Second, the media’s complicit silence on the subject. From first ignoring the event entirely to then giving Transportation Secretary Pete Buttigieg a pass for staying mum about the disaster for days (instead promoting DEI in construction work), few media outlets have been willing to critique the government for its role in all of this.
Instead, how is the New York Times spending its resources? By complaining about right-wing bias, of course. Among precious few stories on the East Palestine incident, the Times dedicated nearly 1,000 words to the debunking of “right-wing” narratives. “‘Chernobyl 2.0’? Ohio Train Derailment Spurs Wild Speculation” reads the headline.
Rather than sympathize with Ohioans who may rightly fear over the safety of their water supply and environment—while local fish and pets are dying—the article takes issue with how Republicans have responded to the disaster.
“But for many commentators from across the political spectrum, the speculation has gone far beyond known facts,” the article, by the Times’ “misinformation and disinformation” reporter, reads. “Right-wing commentators have been particularly critical, using the crisis to sow distrust about government agencies and suggest that the damage could be irreparable.”
The piece then complains that some commentators “warned, without evidence, that vital water reservoirs serving states downriver could be badly contaminated.” The author himself admits that fish in local waterways have been dying. But where on earth would commentators get the idea that the environment might be unsafe? (An Environmental Protection Agency representative disputed this concern at a town meeting, saying “that the chemicals were lethal to fish, not humans, and that the waterways were already repopulating with fish,” per the piece.)
The article further complains that some have “suggested that the authorities, railroad companies, and mainstream news media were purposefully obscuring the full toll of the crisis.” Well, when the accident took place on Feb. 3 and stories about it didn’t start to get traction until about a week and a half later, it might be worth wondering who stands to benefit from a cover-up.
None of this means that the drinking water is certainly unsafe—the Ohio EPA seems to think it’s just fine—or that there’s proof of a government-media cover-up scheme. But neither of these things is out of the realm of possibility. Even Democratic Sen. Sherrod Brown (D-OH) said as recently as Sunday that residents are “right to be skeptical” about water and air safety. You would think a journalistic institution such as the New York Times would be more interested in asking questions than telling others to stop asking theirs.

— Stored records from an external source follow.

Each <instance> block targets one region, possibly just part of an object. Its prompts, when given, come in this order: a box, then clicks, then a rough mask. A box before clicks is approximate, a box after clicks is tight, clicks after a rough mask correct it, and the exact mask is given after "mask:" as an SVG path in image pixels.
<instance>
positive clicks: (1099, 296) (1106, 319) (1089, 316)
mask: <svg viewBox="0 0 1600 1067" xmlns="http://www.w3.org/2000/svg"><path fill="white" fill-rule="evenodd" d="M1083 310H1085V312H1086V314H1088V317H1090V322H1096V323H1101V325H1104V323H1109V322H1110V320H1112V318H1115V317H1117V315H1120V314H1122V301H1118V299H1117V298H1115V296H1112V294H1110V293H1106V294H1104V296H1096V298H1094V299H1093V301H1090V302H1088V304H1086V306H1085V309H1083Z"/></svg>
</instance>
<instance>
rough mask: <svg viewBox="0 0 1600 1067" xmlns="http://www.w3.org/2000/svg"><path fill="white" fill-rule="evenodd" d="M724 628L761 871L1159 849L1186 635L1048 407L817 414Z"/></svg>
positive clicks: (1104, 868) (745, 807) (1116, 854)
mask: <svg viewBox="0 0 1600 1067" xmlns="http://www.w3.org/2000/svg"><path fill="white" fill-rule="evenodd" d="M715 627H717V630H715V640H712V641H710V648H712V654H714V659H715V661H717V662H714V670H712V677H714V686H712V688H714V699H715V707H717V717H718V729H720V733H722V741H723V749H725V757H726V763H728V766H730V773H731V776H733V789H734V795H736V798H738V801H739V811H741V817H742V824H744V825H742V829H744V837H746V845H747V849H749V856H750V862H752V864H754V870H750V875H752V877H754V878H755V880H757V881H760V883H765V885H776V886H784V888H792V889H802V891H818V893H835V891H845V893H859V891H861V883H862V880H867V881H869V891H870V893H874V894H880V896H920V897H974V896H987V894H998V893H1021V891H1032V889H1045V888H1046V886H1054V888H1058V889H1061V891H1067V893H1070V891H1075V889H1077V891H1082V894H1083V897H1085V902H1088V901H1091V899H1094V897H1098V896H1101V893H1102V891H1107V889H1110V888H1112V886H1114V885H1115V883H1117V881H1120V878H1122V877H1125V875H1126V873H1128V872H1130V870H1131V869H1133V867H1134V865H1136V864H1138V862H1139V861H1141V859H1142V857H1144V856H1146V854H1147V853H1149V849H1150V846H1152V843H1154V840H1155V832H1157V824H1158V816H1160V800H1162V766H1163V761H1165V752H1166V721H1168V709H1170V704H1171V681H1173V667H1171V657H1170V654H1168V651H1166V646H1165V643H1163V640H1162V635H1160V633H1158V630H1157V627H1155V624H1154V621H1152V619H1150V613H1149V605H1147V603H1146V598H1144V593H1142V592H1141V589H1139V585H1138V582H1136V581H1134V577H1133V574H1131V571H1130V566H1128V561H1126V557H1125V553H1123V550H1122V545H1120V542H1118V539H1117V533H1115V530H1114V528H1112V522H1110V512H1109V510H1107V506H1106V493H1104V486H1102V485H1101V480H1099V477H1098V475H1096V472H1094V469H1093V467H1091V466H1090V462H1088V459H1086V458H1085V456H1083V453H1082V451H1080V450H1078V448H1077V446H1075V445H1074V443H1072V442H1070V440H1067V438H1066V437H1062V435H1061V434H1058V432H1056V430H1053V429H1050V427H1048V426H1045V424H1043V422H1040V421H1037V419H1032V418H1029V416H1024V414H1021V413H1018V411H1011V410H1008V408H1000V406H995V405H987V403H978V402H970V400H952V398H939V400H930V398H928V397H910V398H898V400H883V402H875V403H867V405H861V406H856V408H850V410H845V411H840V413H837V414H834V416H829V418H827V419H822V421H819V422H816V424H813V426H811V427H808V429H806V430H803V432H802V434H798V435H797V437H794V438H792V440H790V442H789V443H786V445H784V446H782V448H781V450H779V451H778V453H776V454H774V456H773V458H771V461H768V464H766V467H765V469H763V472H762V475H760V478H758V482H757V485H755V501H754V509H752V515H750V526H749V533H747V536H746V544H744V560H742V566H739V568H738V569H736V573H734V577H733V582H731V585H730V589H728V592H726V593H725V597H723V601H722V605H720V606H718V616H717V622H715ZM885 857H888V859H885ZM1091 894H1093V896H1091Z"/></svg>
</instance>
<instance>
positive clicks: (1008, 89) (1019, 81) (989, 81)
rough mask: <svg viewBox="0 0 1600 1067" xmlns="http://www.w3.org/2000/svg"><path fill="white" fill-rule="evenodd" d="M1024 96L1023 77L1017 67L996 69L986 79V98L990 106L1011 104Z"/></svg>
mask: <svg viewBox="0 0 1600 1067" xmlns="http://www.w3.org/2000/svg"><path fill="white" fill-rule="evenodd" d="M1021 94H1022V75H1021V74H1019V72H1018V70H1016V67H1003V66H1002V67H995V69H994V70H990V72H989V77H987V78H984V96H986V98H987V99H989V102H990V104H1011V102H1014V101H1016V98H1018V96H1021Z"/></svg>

When all of this is happening under the Biden administration’s watch, I guess there had to be some way to deflect the blame. Other outlets are echoing the “Republicans pounce” narrative, but even they have to admit that the story hasn’t been getting the attention it deserves and that the government should be doing more. But don’t fall for the misdirection: The real story is about the neglect and incompetence that led to this crisis—and is perpetuating it.